Глава 9. Гестапо в действии
1 января 1945 года, г. Лиепая
Гауптштурмфюрер СС Рейнеке был назначен на должность заместителя начальника городского гестапо всего два месяца назад. А незадолго до этого, в сентябре 44-го, он был арестован и препровожден в специальный лагерь СС и полиции в Берлине, где находился под следствием несколько кошмарных для него недель. Арест был связан с «делом Коха» — бывшего коменданта концлагерей Бухенвальд, Майданек и Люблин. Штандартенфюрер СС Кох использовал свое служебное положение для личной наживы, грабя драгоценности заключенных и не сдавая их по описи в соответствующие органы Рейхсбанка. Таким образом, он совершил особо тяжкое государственное преступление, за что и понес впоследствии суровое наказание: был осужден судом СС к смертной казни. Вместе с Кохом по делу проходили несколько высокопоставленных офицеров СС — в том числе Ганс Рейнеке.
До ареста гауптштурмфюрер служил в Главном административно-хозяйственном управлении СС в Берлине, инспектором управленческой группы «D» (концентрационные лагеря). В ходе следствия выяснилось, что часть драгоценностей Кох передавал неким «высоким покровителям» в Берлине, а посредником в подобных операциях служил не кто иной, как Рейнеке. Впрочем, тот категорически все отрицал, а расследование по команде сверху вскоре было «спущено на тормозах» — в конце концов во всех смертных грехах обвинили одного Коха. За Рейнеке вступился начальник группы «D» и главный инспектор концлагерей обергруппенфюрер СС Рихард Глюкс (он занял этот пост в феврале 43-го после смерти небезызвестного Теодора Эйке). Вскоре после освобождения гауптштурмфюрера перевели в 4-е Управление и направили в Либаву (Как утверждали «злые языки»: «От греха подальше!..»)
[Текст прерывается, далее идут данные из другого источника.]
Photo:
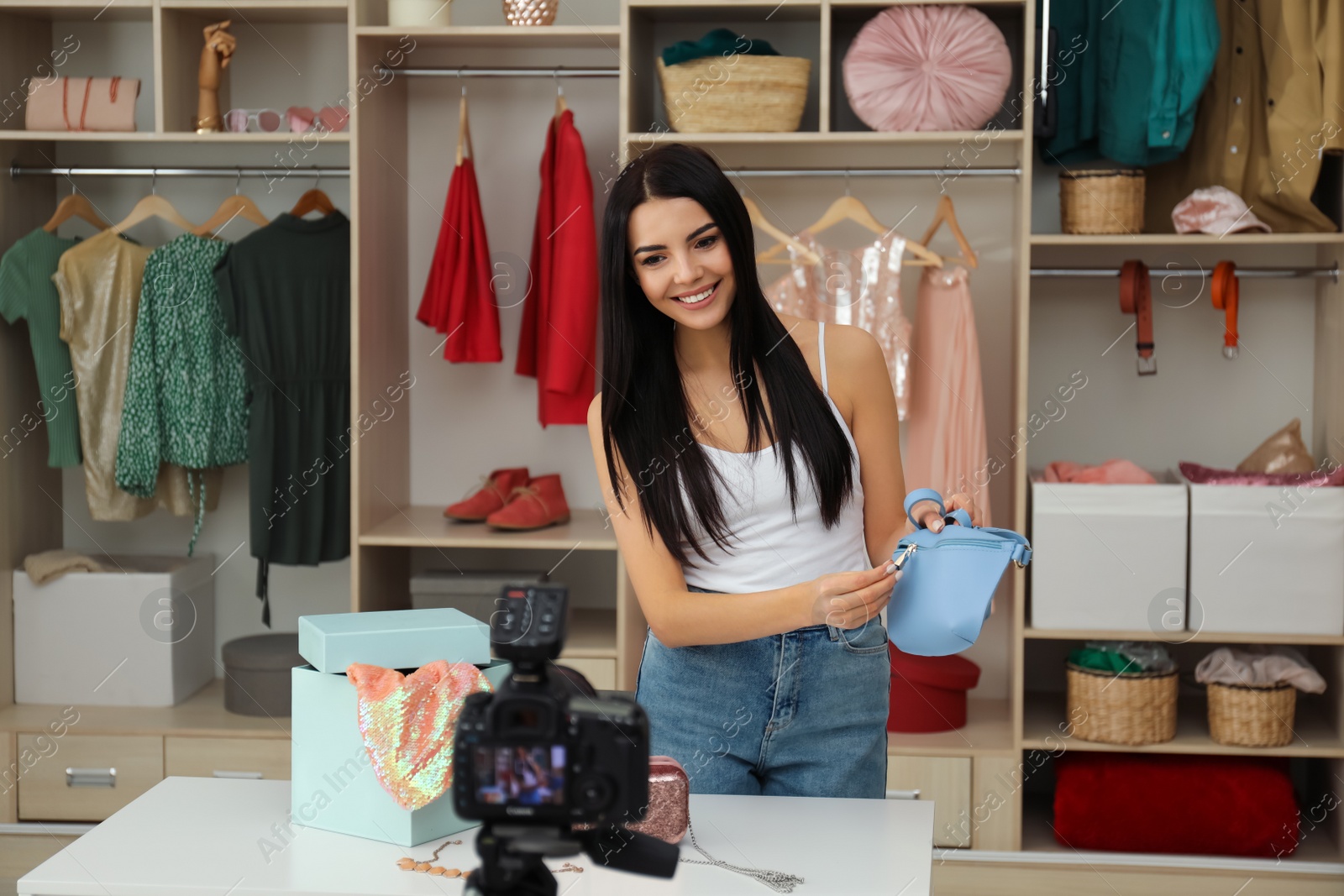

Это могло показаться почти невероятным, но даже на исходе сорок четвертого в Третьем рейхе было немало «безнадежных» фанатиков, еще веривших в победу Германии. Одним из них был недалекий, но страшно самолюбивый Рейнеке. По прибытии в Лиепаю он поставил перед собой весьма амбициозную цель: полностью очистить город и прилегающие к нему районы от вражеской агентуры и подпольных диверсионно-террористических групп. Гауптштурмфюрер надеялся, что его старания рано или поздно заметят и по достоинству отметят в столице — в результате он снова возвратится в Берлин «на белом коне».